Post-stroke depression and depression-executive dysfunction syndrome are associated with recurrence of ischaemic stroke

Tutkimustuotosvertaisarvioitu

Yksityiskohdat

AlkuperäiskieliEnglanti
Sivut336-343
Sivumäärä8
JulkaisuCEREBROVASCULAR DISEASES
Vuosikerta36
Numero5-6
DOI - pysyväislinkit
TilaJulkaistu - joulukuuta 2013
OKM-julkaisutyyppiA1 Alkuperäisartikkeli

Tiivistelmä

Background: Depression and depression-executive dysfunction syndrome (DES) are common neuropsychiatric consequences of stroke. We hypothesized that if stroke as a cerebrovascular event causes depression, this so-called post-stroke depression will further increase the risk of recurrent stroke. The objective of the study was to investigate whether patients with post-stroke depression or DES have increased rates of stroke recurrence. Methods: We included 223 patients from the Helsinki Stroke Aging Memory cohort (n = 486) admitted to Helsinki University Central Hospital with a follow-up of 12 years. We included only patients with first-ever ischaemic stroke who were testable for depression and executive dysfunction. For follow-up, national register data were reviewed for all diagnosis codes of ischaemic stroke, survival data and causes of death. Neuropsychological and neuropsychiatric evaluations for depression and executive functions were performed 12-20 weeks after the index stroke. Univariate analysis was performed using χ2, Mantel-Haenszel, ANOVA, and Kaplan-Meier log rank analyses. A Cox multivariable model with forced entry was used to adjust for stroke risk factors (age, gender, smoking, atrial fibrillation, hypertension, diabetes, peripheral arterial disease, hypercholesterolaemia).
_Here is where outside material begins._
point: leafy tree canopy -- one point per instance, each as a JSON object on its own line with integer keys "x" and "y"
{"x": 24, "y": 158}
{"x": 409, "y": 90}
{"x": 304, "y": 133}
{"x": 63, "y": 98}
Results: The mean time to first recurrent stroke was shorter for the depressed patient group (8.15, 95% CI 7.11-9.19 vs. 9.63, 8.89-10.38 years) and even shorter for patients with DES (7.15, 5.55-8.75 vs. 9.75, 9.09-10.41 years) compared to the remaining groups, respectively. The cumulative risk for recurrent ischaemic stroke in the 12-year follow-up was higher for the depression group (log rank p = 0.04) and for the DES group (log rank p = 0.01) compared to the remaining groups, respectively. Cox multivariable analyses revealed that the older age of the patient (1.05; 1.01-1.08/year), the absence of hypercholesterolaemia (0.24; 0.09-0.59), depression (1.68; 1.07-2.63), and DES (1.95; 1.14-3.33) were all associated with recurrent stroke. Conclusions: Depression and especially DES are associated with a shorter interval to recurrence of ischaemic stroke but executive dysfunction alone is not associated with a more rapid stroke recurrence. Diagnosis and treatment of depressive syndromes should be considered as a part of secondary prevention in patients with ischaemic stroke.